The defined contribution plans were never designed to be pensions at all but savings plans to supplement traditional pensions. Thanks to our wonderful Congress's lack of foresight, companies soon found loopholes in federal law and started ditching their pension plans in favor of these do-it-yourself scams in order to save money.
Another thing Congress better keep a close watch on are public employee pensions. They are NOT covered by the PBGC, unlike private pensions. If a state decided to ditch its pension plan tomorrow, retirees there would be without anything from them and get no help from the feds. This would be especially disastrous for retirees in states that don't pay into Social Security at all.
I am glad at least one employer has decided to reverse the trend to force workers into 401(k)s:
This helps explain why the members of the Society of Professional Engineering Employees in Aerospace (SPEEA) voted down the recent contract offer from Boeing. Boeing proposed to replace defined benefit pensions with deferred compensation for new employees. The impact of Boeing’s contract proposal would have been to cut its contributions for retirement for these new employees by about 40 percent. Putting all these employees’ retirement eggs into deferred compensation leaves their accounts at the mercy of the stock market. Even as they gain value, they also create long-term retirement insecurity.

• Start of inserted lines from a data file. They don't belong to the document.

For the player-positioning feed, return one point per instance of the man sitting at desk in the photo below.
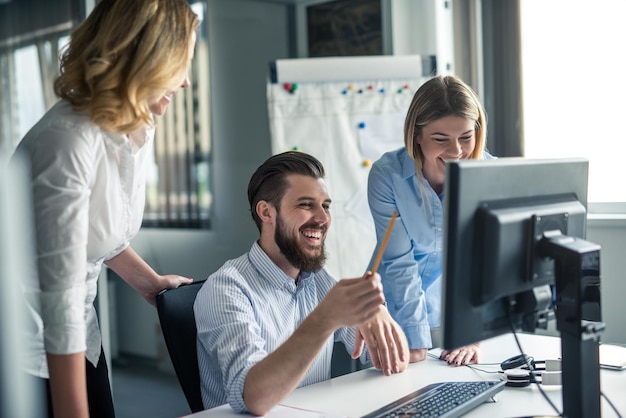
(267, 321)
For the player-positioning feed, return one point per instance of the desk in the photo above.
(356, 394)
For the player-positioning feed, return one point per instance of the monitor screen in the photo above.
(18, 396)
(496, 214)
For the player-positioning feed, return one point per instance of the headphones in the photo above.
(522, 370)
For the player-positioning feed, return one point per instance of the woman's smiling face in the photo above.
(446, 139)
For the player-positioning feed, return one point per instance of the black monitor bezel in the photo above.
(527, 186)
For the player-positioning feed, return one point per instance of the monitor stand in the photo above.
(578, 315)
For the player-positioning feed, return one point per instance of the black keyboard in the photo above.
(445, 399)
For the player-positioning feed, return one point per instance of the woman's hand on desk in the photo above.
(386, 343)
(461, 356)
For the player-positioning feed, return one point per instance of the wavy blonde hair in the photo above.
(125, 54)
(439, 97)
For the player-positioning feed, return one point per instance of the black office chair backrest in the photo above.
(175, 308)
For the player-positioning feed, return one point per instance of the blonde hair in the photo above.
(439, 97)
(126, 53)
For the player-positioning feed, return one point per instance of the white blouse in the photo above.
(88, 193)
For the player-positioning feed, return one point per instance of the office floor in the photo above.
(140, 389)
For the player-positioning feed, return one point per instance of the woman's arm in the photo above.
(141, 277)
(401, 278)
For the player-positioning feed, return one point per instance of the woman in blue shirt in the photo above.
(445, 122)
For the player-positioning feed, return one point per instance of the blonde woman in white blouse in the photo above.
(88, 156)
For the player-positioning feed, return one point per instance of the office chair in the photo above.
(175, 309)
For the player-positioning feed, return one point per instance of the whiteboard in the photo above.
(347, 125)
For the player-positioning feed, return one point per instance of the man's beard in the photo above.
(293, 252)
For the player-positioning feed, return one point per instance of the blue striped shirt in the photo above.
(411, 266)
(246, 310)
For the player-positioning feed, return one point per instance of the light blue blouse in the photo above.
(411, 264)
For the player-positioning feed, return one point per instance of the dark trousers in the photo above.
(98, 390)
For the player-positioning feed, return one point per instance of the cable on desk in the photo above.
(531, 374)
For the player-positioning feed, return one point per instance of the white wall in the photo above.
(244, 36)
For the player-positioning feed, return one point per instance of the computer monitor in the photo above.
(515, 253)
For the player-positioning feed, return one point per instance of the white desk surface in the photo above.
(357, 394)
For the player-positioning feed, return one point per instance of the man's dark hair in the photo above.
(269, 181)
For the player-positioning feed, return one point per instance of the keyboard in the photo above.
(445, 399)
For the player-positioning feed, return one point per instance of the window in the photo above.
(178, 192)
(573, 63)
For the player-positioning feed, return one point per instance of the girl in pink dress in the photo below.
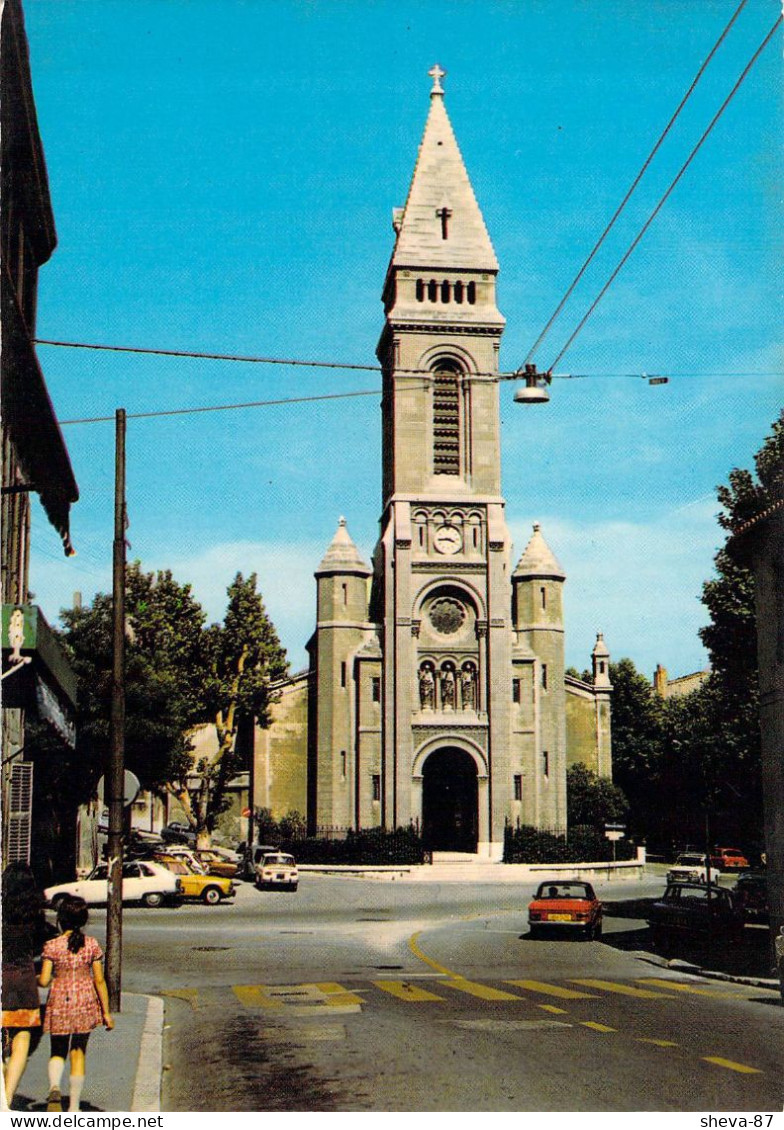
(78, 1000)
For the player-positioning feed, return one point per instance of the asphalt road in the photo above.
(375, 996)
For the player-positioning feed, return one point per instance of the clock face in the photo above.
(447, 539)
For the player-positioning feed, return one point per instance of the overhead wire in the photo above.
(655, 211)
(636, 181)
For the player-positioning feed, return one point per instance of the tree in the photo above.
(637, 746)
(157, 710)
(592, 800)
(245, 657)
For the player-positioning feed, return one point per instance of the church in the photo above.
(436, 693)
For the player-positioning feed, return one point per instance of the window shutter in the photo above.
(20, 813)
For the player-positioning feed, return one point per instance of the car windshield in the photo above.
(565, 891)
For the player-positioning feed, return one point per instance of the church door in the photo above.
(450, 801)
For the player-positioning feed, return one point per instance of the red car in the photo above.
(729, 859)
(567, 905)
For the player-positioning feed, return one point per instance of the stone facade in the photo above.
(436, 692)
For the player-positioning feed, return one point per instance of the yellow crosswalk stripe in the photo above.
(623, 990)
(681, 987)
(255, 997)
(336, 996)
(473, 989)
(549, 990)
(732, 1066)
(403, 990)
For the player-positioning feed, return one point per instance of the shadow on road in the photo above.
(750, 956)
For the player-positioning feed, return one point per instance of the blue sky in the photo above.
(223, 176)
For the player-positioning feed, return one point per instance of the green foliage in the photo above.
(592, 800)
(366, 846)
(179, 674)
(583, 845)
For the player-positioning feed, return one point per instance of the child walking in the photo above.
(78, 1000)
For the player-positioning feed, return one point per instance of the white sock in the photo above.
(57, 1066)
(76, 1084)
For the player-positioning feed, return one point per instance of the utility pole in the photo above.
(115, 770)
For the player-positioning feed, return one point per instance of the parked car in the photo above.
(688, 868)
(278, 871)
(252, 855)
(751, 895)
(691, 909)
(142, 881)
(729, 859)
(218, 861)
(181, 851)
(565, 905)
(209, 888)
(177, 833)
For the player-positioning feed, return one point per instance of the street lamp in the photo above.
(534, 390)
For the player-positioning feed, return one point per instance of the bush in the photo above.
(582, 845)
(369, 846)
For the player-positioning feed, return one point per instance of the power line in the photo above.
(225, 408)
(634, 184)
(671, 188)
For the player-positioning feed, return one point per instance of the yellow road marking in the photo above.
(681, 987)
(552, 990)
(255, 997)
(624, 990)
(732, 1066)
(336, 994)
(473, 989)
(406, 991)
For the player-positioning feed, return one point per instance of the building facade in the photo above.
(436, 692)
(37, 683)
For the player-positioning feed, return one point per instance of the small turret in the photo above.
(601, 665)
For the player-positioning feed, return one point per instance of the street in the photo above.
(356, 994)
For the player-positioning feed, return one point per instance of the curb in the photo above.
(149, 1066)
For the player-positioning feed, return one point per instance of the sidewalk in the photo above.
(123, 1066)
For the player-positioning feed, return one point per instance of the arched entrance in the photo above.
(450, 801)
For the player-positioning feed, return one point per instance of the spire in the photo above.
(538, 559)
(441, 224)
(341, 555)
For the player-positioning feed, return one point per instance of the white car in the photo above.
(277, 869)
(688, 868)
(142, 881)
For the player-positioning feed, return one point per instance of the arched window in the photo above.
(446, 419)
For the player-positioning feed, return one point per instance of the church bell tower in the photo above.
(442, 588)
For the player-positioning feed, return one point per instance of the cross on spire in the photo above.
(436, 74)
(444, 214)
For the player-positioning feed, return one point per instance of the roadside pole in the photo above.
(116, 756)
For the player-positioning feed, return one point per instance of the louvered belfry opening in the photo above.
(446, 419)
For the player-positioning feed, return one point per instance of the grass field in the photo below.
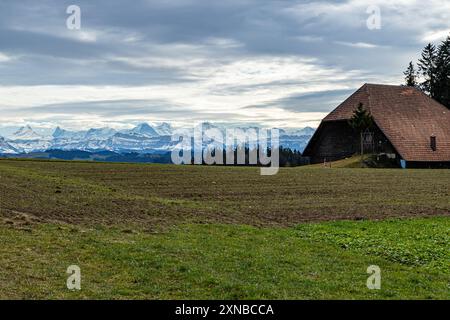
(162, 231)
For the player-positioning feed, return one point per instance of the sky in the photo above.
(273, 63)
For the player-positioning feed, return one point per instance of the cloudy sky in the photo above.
(275, 63)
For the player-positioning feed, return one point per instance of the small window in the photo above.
(433, 143)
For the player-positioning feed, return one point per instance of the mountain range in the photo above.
(144, 138)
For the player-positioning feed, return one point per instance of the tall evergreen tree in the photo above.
(411, 75)
(361, 121)
(427, 68)
(443, 73)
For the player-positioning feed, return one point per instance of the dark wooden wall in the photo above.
(337, 140)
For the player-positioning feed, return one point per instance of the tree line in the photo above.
(432, 72)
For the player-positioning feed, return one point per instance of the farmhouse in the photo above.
(409, 127)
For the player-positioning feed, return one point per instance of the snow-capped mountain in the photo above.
(143, 138)
(26, 133)
(144, 129)
(164, 129)
(5, 147)
(27, 140)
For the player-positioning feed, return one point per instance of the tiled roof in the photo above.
(406, 116)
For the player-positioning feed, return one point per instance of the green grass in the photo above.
(311, 261)
(155, 195)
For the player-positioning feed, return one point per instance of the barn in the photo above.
(409, 127)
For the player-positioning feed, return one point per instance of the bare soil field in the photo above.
(153, 196)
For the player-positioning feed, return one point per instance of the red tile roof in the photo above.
(406, 116)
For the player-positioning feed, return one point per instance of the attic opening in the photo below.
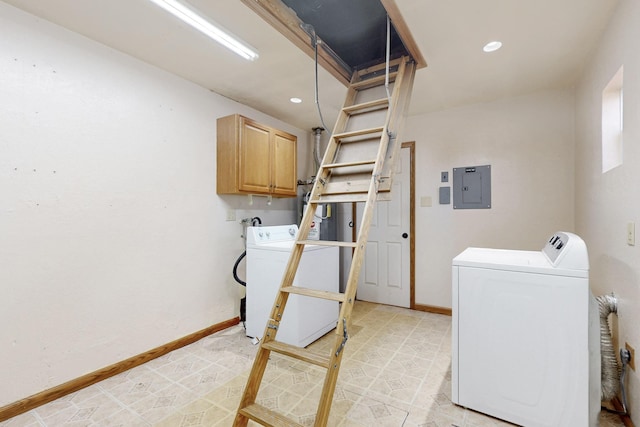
(352, 34)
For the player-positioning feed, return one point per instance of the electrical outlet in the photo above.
(632, 352)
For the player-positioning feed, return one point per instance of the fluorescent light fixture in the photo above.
(189, 16)
(492, 46)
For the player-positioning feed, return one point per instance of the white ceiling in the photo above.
(545, 43)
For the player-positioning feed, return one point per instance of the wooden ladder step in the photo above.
(345, 135)
(314, 293)
(374, 81)
(341, 198)
(298, 353)
(367, 107)
(347, 164)
(328, 243)
(350, 186)
(267, 417)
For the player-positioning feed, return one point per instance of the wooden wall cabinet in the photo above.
(253, 158)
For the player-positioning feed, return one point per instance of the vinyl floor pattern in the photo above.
(396, 372)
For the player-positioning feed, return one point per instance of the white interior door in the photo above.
(384, 277)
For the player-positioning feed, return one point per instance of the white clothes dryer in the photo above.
(305, 319)
(525, 334)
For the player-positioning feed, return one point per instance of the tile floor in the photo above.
(396, 372)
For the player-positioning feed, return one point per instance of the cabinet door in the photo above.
(284, 171)
(254, 167)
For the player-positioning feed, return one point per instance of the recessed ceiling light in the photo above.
(492, 46)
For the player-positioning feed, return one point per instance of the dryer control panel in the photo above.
(567, 250)
(271, 234)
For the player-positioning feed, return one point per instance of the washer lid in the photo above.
(513, 260)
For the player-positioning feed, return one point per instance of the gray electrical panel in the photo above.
(472, 187)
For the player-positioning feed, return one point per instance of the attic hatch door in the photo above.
(354, 31)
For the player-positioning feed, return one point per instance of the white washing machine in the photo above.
(305, 319)
(525, 334)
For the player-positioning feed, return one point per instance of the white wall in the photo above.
(606, 202)
(528, 141)
(112, 238)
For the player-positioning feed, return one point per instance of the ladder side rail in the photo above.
(324, 405)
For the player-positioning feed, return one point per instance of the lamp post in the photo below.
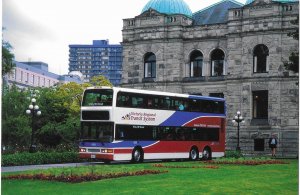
(238, 119)
(33, 111)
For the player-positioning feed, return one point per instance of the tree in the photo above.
(7, 58)
(15, 124)
(293, 63)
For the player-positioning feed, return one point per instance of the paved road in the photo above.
(32, 167)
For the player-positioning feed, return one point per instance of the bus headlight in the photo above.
(107, 150)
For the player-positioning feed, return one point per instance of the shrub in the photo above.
(39, 158)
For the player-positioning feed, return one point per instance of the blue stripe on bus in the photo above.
(180, 118)
(121, 144)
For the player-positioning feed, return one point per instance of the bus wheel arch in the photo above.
(137, 155)
(206, 154)
(194, 153)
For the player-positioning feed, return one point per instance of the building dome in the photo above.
(169, 7)
(281, 1)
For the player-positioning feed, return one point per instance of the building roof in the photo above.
(169, 7)
(216, 13)
(281, 1)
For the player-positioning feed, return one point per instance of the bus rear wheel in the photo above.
(194, 154)
(137, 155)
(206, 155)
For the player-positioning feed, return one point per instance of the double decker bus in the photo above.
(130, 124)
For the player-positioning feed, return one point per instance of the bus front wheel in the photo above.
(206, 155)
(194, 154)
(137, 155)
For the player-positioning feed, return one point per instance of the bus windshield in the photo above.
(98, 97)
(93, 131)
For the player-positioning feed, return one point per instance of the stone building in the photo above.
(227, 50)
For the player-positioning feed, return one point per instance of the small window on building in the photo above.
(260, 104)
(196, 64)
(150, 65)
(217, 63)
(259, 144)
(260, 59)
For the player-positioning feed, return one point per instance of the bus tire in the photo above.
(206, 154)
(137, 155)
(194, 154)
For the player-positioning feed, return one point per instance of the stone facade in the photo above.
(172, 38)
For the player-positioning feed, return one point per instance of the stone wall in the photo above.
(173, 42)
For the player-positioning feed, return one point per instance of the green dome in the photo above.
(169, 7)
(281, 1)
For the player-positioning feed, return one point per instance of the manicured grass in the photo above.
(226, 179)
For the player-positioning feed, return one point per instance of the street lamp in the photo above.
(238, 119)
(33, 111)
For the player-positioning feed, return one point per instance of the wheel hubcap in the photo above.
(137, 155)
(193, 154)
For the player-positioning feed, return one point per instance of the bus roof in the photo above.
(117, 89)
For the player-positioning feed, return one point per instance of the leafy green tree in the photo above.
(293, 63)
(16, 129)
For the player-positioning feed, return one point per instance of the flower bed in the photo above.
(245, 162)
(179, 167)
(82, 178)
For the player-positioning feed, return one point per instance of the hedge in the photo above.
(39, 158)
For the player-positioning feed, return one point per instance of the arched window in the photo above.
(217, 63)
(196, 64)
(150, 65)
(260, 59)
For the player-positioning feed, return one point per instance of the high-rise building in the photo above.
(100, 58)
(231, 50)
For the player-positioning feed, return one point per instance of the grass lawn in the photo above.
(226, 179)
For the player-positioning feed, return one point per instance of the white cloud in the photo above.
(41, 30)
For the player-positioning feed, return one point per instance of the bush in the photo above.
(233, 154)
(39, 158)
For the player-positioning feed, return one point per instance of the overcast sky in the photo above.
(41, 30)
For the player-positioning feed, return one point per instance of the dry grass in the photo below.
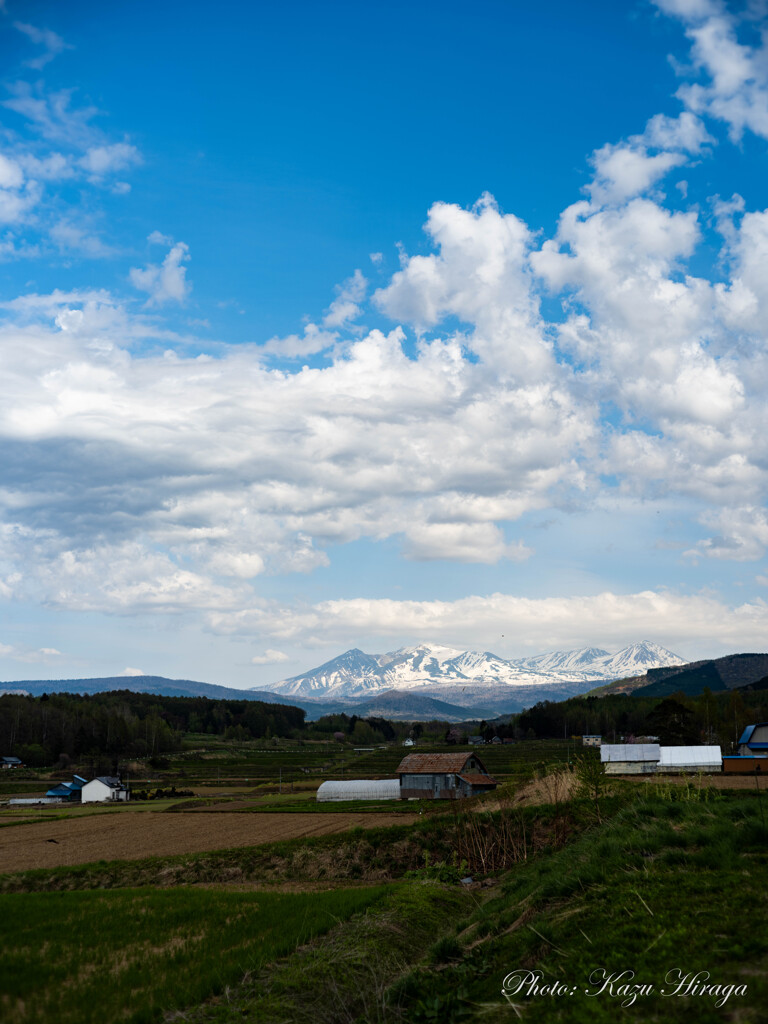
(130, 837)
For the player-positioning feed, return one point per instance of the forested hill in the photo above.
(728, 673)
(138, 684)
(122, 722)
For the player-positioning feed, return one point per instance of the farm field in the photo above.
(134, 954)
(123, 836)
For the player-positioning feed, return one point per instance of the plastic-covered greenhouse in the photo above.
(360, 788)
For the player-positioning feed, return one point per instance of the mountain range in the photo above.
(471, 679)
(428, 681)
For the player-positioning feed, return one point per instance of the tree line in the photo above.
(39, 730)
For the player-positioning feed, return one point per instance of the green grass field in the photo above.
(77, 957)
(672, 878)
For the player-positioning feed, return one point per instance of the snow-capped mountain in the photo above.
(356, 675)
(566, 660)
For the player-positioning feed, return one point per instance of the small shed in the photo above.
(682, 759)
(103, 790)
(68, 792)
(443, 776)
(359, 788)
(754, 739)
(630, 759)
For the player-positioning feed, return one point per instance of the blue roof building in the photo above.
(754, 739)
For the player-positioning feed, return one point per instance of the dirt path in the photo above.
(130, 837)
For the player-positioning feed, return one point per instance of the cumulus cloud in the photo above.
(345, 306)
(144, 481)
(735, 86)
(526, 624)
(52, 44)
(102, 160)
(269, 656)
(164, 282)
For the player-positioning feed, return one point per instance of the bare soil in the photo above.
(131, 837)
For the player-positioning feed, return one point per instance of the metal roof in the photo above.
(692, 756)
(630, 752)
(747, 733)
(430, 763)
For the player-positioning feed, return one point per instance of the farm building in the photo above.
(442, 776)
(645, 759)
(102, 790)
(364, 788)
(679, 759)
(754, 739)
(630, 759)
(68, 792)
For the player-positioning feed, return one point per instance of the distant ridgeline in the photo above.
(729, 673)
(122, 722)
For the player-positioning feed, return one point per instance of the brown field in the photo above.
(131, 837)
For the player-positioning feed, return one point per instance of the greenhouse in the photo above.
(360, 788)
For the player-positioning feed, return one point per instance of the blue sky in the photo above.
(328, 327)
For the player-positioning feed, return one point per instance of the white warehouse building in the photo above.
(103, 790)
(647, 759)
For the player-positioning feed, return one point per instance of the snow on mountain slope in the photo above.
(565, 660)
(638, 657)
(355, 674)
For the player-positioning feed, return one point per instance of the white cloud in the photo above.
(76, 238)
(269, 656)
(736, 90)
(345, 306)
(526, 624)
(52, 43)
(313, 340)
(165, 282)
(102, 160)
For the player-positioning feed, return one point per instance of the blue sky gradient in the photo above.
(328, 327)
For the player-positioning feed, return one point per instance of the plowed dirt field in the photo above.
(121, 836)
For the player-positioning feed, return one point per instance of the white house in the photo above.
(103, 790)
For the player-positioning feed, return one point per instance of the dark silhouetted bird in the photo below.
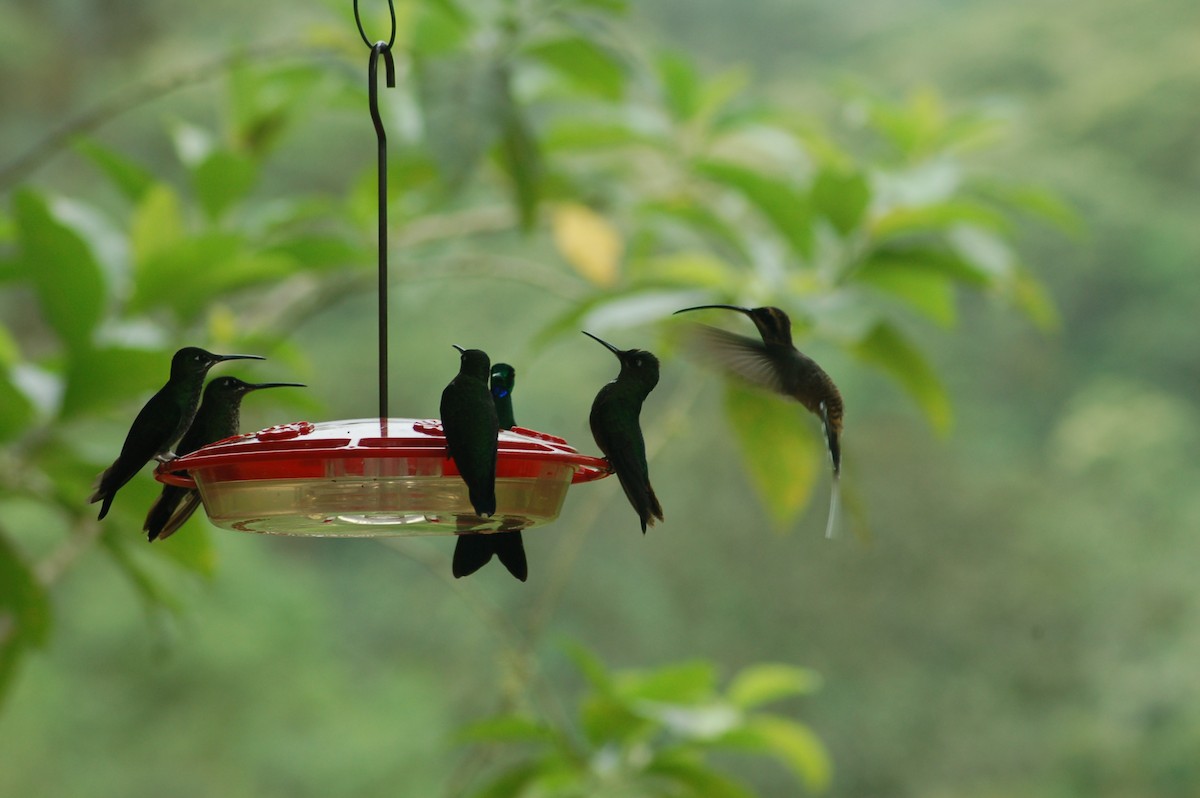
(161, 421)
(219, 418)
(473, 551)
(471, 426)
(777, 365)
(618, 431)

If an employer wants to guarantee retirement income, then it is a lot less expensive through defined benefit plans rather than through deferred compensation. That’s because with deferred compensation, each individual has to have an account that separately anticipates his longevity. Each individual account has to be enough for a long life for each employee.
Compare this to defined benefit pensions. These pensions pool all the funding to finance an average employee’s retirement years. All retirees are taken care of. They can depend on their monthly stream of income, no matter how long they live. For instance, at Boeing, if you work 20 years, the minimum retirement benefit is $1,660 a month. The “herd” of the defined benefit pension protects the individual retiree.